These days all languages support parallel execution.
E.g. Java had this since Java5 I remember.
(Of course behind the scenes, CPU power is distributed between different cores and different threads - which makes it in reality more / less “really” parallel - but this matters not for the user).
I do believe it can matter for the user to have, in n8n, a construct to simulate such parallellisme.
I believe this could be done with just 2 Nodes and 2 variables:
A splitting Node (from where parallel paths start), simultaneously
A Merging Node (where parallel paths come together)
A boolean variable added to Nodes in a parallel path to signal whether or not to execute this Node in atomic way (although I would advocate to default this to “Yes”; to avoid a Node execution is broken up).
A (boolean) Variable at the Merge Node signaling whether to wait for all paths to come together before proceeding or not (i.e. is a simultaneous exit required? Sometimes all results need to come in before proceeding, not just partial results).
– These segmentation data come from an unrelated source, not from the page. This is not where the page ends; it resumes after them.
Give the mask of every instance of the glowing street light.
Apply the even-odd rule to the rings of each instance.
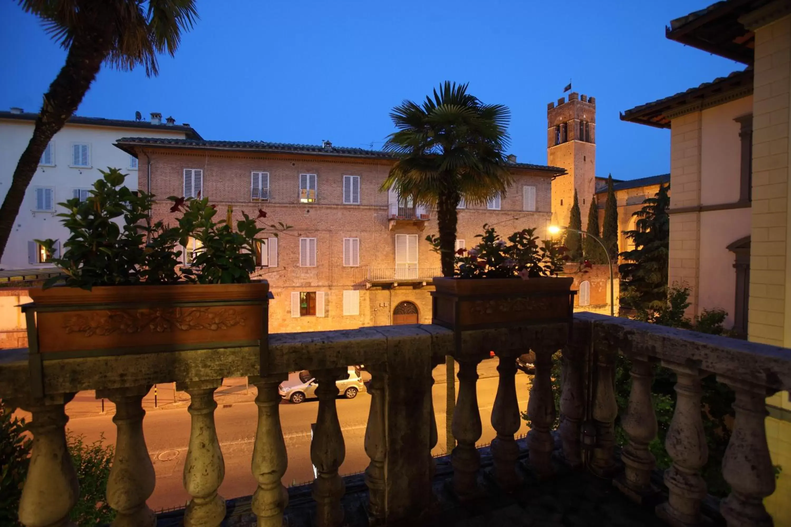
[[[607,265],[610,268],[610,316],[615,316],[615,282],[612,274],[612,261],[610,259],[610,251],[607,250],[604,242],[602,241],[602,239],[598,236],[594,236],[589,232],[581,231],[580,229],[571,228],[570,227],[550,225],[549,228],[547,230],[549,231],[549,233],[553,235],[560,234],[561,231],[573,231],[574,232],[579,232],[585,236],[590,236],[596,241],[599,242],[599,245],[600,245],[601,248],[604,250],[604,254],[607,256]]]

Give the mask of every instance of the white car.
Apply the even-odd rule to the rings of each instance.
[[[346,378],[335,381],[341,394],[346,399],[354,399],[361,391],[365,391],[365,385],[362,382],[360,368],[350,366]],[[312,374],[308,370],[298,373],[290,373],[289,378],[280,383],[278,392],[283,399],[298,405],[308,397],[316,397],[316,387],[318,382]]]

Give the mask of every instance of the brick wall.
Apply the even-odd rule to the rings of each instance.
[[[272,332],[389,324],[392,309],[401,301],[410,301],[418,307],[421,322],[430,322],[430,286],[410,284],[391,290],[367,288],[370,287],[365,280],[369,268],[395,267],[396,234],[417,235],[419,268],[436,269],[439,274],[439,256],[424,239],[428,234],[437,233],[433,211],[429,211],[430,220],[418,222],[418,226],[402,222],[391,228],[388,193],[379,190],[391,162],[316,160],[297,156],[267,157],[205,151],[170,153],[163,150],[147,153],[152,163],[151,191],[156,196],[182,195],[184,169],[202,168],[204,195],[217,205],[220,217],[225,217],[228,205],[233,207],[234,220],[241,219],[243,211],[255,216],[258,209],[263,209],[267,217],[259,222],[262,226],[282,221],[293,227],[278,236],[278,266],[263,268],[255,273],[255,277],[269,280],[274,295],[271,303]],[[252,171],[269,172],[270,202],[250,201]],[[317,175],[316,203],[299,202],[301,173]],[[360,176],[360,205],[343,204],[344,175]],[[485,205],[472,203],[459,210],[457,238],[464,239],[467,248],[477,244],[475,235],[483,232],[484,224],[494,225],[504,237],[514,231],[530,228],[538,229],[537,235],[545,236],[551,207],[550,178],[540,172],[523,170],[515,170],[513,177],[513,186],[501,198],[500,210],[489,210]],[[146,187],[146,174],[141,174],[139,183],[141,188]],[[523,210],[524,185],[536,187],[536,212]],[[169,212],[170,206],[169,201],[157,201],[153,209],[154,217],[174,222],[176,215]],[[316,239],[316,267],[299,265],[301,237]],[[347,237],[360,240],[358,267],[343,266],[343,243]],[[359,315],[343,315],[344,290],[360,291]],[[319,291],[325,293],[324,317],[292,317],[291,292]]]
[[[751,341],[791,346],[789,303],[789,107],[791,17],[755,31]]]

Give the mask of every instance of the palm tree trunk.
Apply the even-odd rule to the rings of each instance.
[[[110,52],[111,41],[106,32],[104,29],[85,31],[81,28],[80,33],[75,36],[69,47],[66,64],[44,95],[33,136],[19,158],[11,186],[0,207],[0,259],[41,155],[52,136],[77,110]]]
[[[452,176],[444,178],[445,181]],[[456,254],[456,226],[458,223],[456,206],[459,193],[450,188],[441,190],[437,201],[437,227],[440,232],[440,262],[442,276],[452,277]],[[456,408],[456,361],[445,356],[445,450],[450,454],[456,447],[453,437],[453,411]]]

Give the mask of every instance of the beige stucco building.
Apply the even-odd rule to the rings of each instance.
[[[672,21],[668,38],[746,65],[622,119],[671,130],[670,281],[690,310],[722,307],[749,340],[791,347],[791,2],[729,0]],[[767,399],[766,499],[791,525],[791,404]]]

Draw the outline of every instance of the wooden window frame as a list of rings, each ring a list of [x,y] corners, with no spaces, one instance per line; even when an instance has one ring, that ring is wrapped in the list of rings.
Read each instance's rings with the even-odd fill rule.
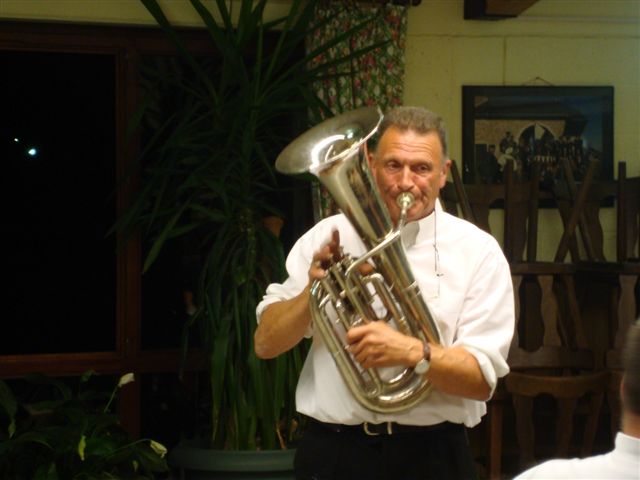
[[[204,30],[184,29],[183,39],[195,53],[212,54]],[[127,119],[135,111],[138,99],[138,58],[141,55],[171,55],[173,46],[156,27],[124,27],[0,21],[0,50],[109,54],[115,57],[116,178],[132,165],[138,151],[136,139],[127,142]],[[131,202],[137,179],[118,190],[116,212],[120,215]],[[122,238],[117,239],[122,245]],[[141,247],[138,238],[130,239],[116,254],[116,348],[108,352],[0,355],[0,378],[17,378],[41,372],[51,376],[76,376],[92,369],[102,374],[134,372],[176,372],[181,353],[176,349],[142,349],[141,346]],[[189,354],[186,369],[204,370],[204,356]],[[140,434],[141,382],[124,387],[120,395],[122,423],[134,436]]]

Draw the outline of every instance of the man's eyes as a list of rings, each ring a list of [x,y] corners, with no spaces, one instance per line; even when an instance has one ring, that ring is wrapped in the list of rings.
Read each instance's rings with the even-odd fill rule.
[[[385,164],[385,167],[387,170],[394,171],[394,172],[401,170],[403,168],[402,164],[398,162],[387,162]],[[411,171],[418,174],[428,173],[432,170],[431,165],[429,165],[428,163],[418,163],[415,165],[411,165],[410,168],[411,168]]]

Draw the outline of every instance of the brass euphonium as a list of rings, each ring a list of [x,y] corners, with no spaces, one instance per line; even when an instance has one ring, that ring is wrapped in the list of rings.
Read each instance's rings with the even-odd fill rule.
[[[416,405],[431,384],[412,368],[395,369],[391,375],[389,369],[363,369],[348,351],[346,331],[362,322],[386,321],[422,341],[439,343],[440,334],[400,240],[413,196],[398,197],[402,214],[394,227],[369,169],[366,142],[382,118],[379,109],[365,107],[326,120],[289,144],[276,168],[314,174],[368,249],[357,259],[344,254],[324,279],[314,282],[311,313],[353,396],[369,410],[391,413]],[[361,273],[364,262],[374,266],[373,273]],[[376,298],[383,305],[381,317],[374,311]]]

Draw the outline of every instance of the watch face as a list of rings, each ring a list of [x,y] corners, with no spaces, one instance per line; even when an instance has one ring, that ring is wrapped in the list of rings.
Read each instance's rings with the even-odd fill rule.
[[[429,362],[423,358],[418,363],[416,363],[416,366],[413,367],[413,370],[416,373],[422,375],[423,373],[426,373],[427,370],[429,370]]]

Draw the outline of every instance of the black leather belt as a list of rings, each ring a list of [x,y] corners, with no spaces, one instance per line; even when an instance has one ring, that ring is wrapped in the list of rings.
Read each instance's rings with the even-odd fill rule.
[[[356,425],[342,425],[338,423],[327,423],[316,420],[315,418],[309,418],[310,423],[313,425],[318,425],[328,430],[331,430],[334,433],[356,433],[356,434],[364,434],[369,436],[376,435],[400,435],[405,433],[432,433],[432,432],[443,432],[446,430],[454,430],[454,429],[462,429],[461,424],[451,423],[451,422],[442,422],[437,423],[435,425],[402,425],[396,422],[385,422],[385,423],[358,423]]]

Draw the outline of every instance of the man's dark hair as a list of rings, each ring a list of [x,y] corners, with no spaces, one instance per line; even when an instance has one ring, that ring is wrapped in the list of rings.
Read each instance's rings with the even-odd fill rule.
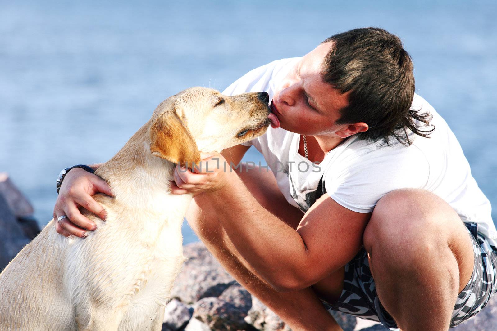
[[[429,125],[431,116],[411,110],[414,75],[411,57],[398,37],[378,28],[354,29],[330,37],[333,46],[326,56],[323,79],[341,93],[349,92],[347,106],[340,110],[337,124],[363,122],[369,126],[357,133],[360,139],[389,145],[393,138],[412,143],[406,129],[426,136],[434,130],[420,131],[415,121]]]

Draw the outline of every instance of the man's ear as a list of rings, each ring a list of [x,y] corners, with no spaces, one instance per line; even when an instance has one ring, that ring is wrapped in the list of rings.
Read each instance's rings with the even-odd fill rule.
[[[352,134],[355,134],[361,132],[365,132],[369,129],[369,126],[364,122],[359,122],[354,124],[348,124],[340,130],[336,132],[336,134],[340,138],[346,138]]]
[[[159,156],[189,167],[200,161],[200,153],[188,130],[175,109],[161,114],[150,128],[150,151]]]

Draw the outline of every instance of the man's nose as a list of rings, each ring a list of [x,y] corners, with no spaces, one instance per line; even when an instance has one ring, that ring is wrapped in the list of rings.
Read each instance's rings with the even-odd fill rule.
[[[260,100],[262,102],[269,103],[269,95],[267,94],[267,92],[261,92],[260,93],[259,93],[259,100]]]
[[[295,104],[295,84],[284,85],[282,89],[280,91],[278,98],[289,106],[293,106]]]

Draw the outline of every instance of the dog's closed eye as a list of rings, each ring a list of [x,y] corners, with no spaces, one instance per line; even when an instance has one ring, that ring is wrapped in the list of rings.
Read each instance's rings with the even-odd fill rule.
[[[223,103],[224,103],[224,99],[221,98],[218,101],[217,103],[214,105],[214,107],[219,106],[219,105],[222,105]]]

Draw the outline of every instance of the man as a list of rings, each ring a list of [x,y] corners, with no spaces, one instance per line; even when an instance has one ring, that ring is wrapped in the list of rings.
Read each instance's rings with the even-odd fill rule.
[[[398,37],[373,28],[336,35],[223,92],[269,93],[264,135],[204,155],[198,173],[176,168],[172,192],[196,195],[192,228],[294,330],[340,330],[328,309],[391,330],[446,330],[497,289],[490,202],[447,124],[414,88]],[[250,144],[271,171],[223,171]],[[94,225],[77,205],[104,217],[90,196],[108,188],[79,169],[63,183],[54,217],[74,224],[58,231],[81,236]]]

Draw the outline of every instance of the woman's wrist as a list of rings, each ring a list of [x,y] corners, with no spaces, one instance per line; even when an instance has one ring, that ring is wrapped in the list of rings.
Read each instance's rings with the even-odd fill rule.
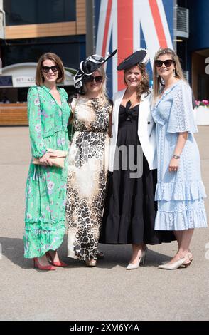
[[[173,158],[175,158],[175,160],[179,160],[180,155],[173,155]]]

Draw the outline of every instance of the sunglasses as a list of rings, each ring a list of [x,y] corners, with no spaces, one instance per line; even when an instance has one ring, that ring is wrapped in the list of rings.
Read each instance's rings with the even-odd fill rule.
[[[173,61],[173,59],[166,59],[166,61],[164,61],[157,59],[155,61],[155,64],[157,68],[161,68],[163,64],[165,64],[165,66],[166,66],[166,68],[170,68],[170,66],[171,66],[171,64],[173,64],[173,63],[175,63],[174,61]]]
[[[53,65],[53,66],[42,66],[42,71],[45,73],[48,73],[50,69],[55,73],[58,71],[58,67],[56,65]]]
[[[86,81],[87,81],[87,83],[92,83],[92,82],[94,81],[94,80],[95,80],[95,82],[96,82],[96,83],[102,83],[102,79],[103,79],[102,76],[97,76],[96,77],[93,77],[93,76],[90,76],[86,80]]]

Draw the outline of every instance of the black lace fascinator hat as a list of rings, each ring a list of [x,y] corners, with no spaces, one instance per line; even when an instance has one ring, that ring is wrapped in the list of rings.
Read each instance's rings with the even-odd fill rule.
[[[80,62],[80,68],[74,76],[74,87],[81,88],[87,78],[116,53],[117,50],[114,50],[107,58],[99,55],[92,55]]]
[[[149,61],[149,57],[147,53],[147,51],[145,49],[140,49],[137,51],[132,53],[123,61],[122,61],[117,67],[118,71],[127,70],[127,68],[132,68],[134,65],[142,63],[147,64]]]

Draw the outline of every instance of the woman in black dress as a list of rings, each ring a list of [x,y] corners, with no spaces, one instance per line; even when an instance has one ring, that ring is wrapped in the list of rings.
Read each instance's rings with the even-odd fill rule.
[[[114,97],[110,172],[100,241],[132,244],[127,269],[144,263],[146,244],[175,239],[171,233],[154,230],[157,162],[147,61],[146,51],[140,50],[117,67],[124,70],[127,88]]]

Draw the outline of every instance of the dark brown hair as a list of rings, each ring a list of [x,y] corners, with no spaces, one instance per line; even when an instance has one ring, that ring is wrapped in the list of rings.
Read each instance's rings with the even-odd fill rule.
[[[127,70],[124,71],[124,83],[126,86],[127,86],[127,83],[125,81],[125,73],[128,71],[130,68],[133,68],[134,66],[127,68]],[[149,86],[149,76],[146,70],[146,65],[139,63],[139,64],[136,64],[136,66],[138,66],[141,73],[141,79],[140,83],[136,88],[137,100],[139,100],[141,94],[147,93],[147,96],[148,96],[148,94],[150,93]]]
[[[179,58],[178,57],[176,53],[173,50],[170,49],[169,48],[159,48],[159,50],[156,53],[154,60],[153,65],[153,103],[156,100],[157,97],[160,93],[160,88],[164,86],[161,81],[160,76],[157,74],[157,70],[156,66],[156,61],[161,56],[164,55],[169,55],[173,59],[174,63],[175,68],[175,76],[179,79],[182,79],[184,81],[186,81],[183,73],[181,66],[181,63]]]
[[[43,84],[44,77],[42,73],[42,64],[44,61],[47,59],[50,59],[55,62],[56,66],[58,68],[58,76],[57,79],[57,83],[62,83],[65,80],[65,70],[63,63],[60,58],[60,57],[56,55],[55,53],[53,53],[51,52],[48,52],[47,53],[44,53],[42,55],[40,58],[38,59],[37,68],[36,68],[36,84],[38,86],[41,86]]]

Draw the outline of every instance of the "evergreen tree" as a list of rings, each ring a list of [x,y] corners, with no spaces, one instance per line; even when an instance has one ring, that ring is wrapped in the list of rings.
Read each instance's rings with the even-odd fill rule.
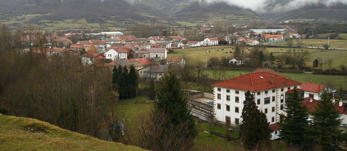
[[[115,65],[115,66],[113,67],[113,70],[112,70],[112,71],[113,72],[113,74],[112,76],[112,84],[113,84],[113,88],[114,89],[116,89],[116,85],[117,84],[117,81],[118,80],[118,69],[117,68],[117,66]]]
[[[131,65],[129,71],[128,82],[129,84],[129,94],[130,97],[132,98],[136,98],[138,87],[138,82],[137,81],[138,76],[135,67]]]
[[[321,150],[339,150],[338,142],[342,137],[342,132],[338,129],[341,121],[339,119],[340,115],[326,91],[323,92],[312,114],[315,137]]]
[[[272,130],[269,127],[266,115],[257,109],[254,97],[249,91],[246,93],[245,98],[241,116],[242,122],[240,125],[243,146],[251,150],[257,147],[264,149],[271,142]]]
[[[308,127],[307,109],[302,106],[302,99],[294,88],[289,99],[286,100],[286,107],[284,107],[287,115],[280,115],[284,123],[280,124],[280,136],[289,143],[294,145],[306,145],[310,140]]]
[[[165,120],[161,127],[162,131],[165,132],[178,127],[184,128],[179,131],[184,132],[184,138],[186,142],[192,142],[197,134],[195,122],[188,109],[187,98],[174,71],[170,70],[164,74],[157,85],[156,96],[157,100],[153,103],[153,113],[155,116],[165,114]]]

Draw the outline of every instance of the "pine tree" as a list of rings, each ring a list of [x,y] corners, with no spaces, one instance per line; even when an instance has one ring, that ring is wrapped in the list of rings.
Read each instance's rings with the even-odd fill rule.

What I’m not clear about yet is what to do @error (e.g. 1 Node keeps its Thread in wait state, blocking the entire setup → Ignore or throw error/…? Maybe this (and a timeout) could also be set in the Merge/Split Node.
This only works if you aren’t dependent on the executions that need to happen in parallel.
Example:
You listen to sensor data, and when it comes in, you need to perform multiple computationally intensive analyses and then combine them into a report.
In my case, I perform video processing on different outputs, and then after the processes have finished, I must perform checks on all of them. Only if they succeed should the process continue and start moving the files to a different server. If one of the checks fails, everything must be halted, and manual intervention is required.
Executing in parallel will reduce the processing time from ~7.5 hours to ~6 hours. That is a massive gain.
I understand that there are workarounds for this, but I moved to n8n from my old scripts/services to make the automations easier to understand, and all those solutions just make it a mess.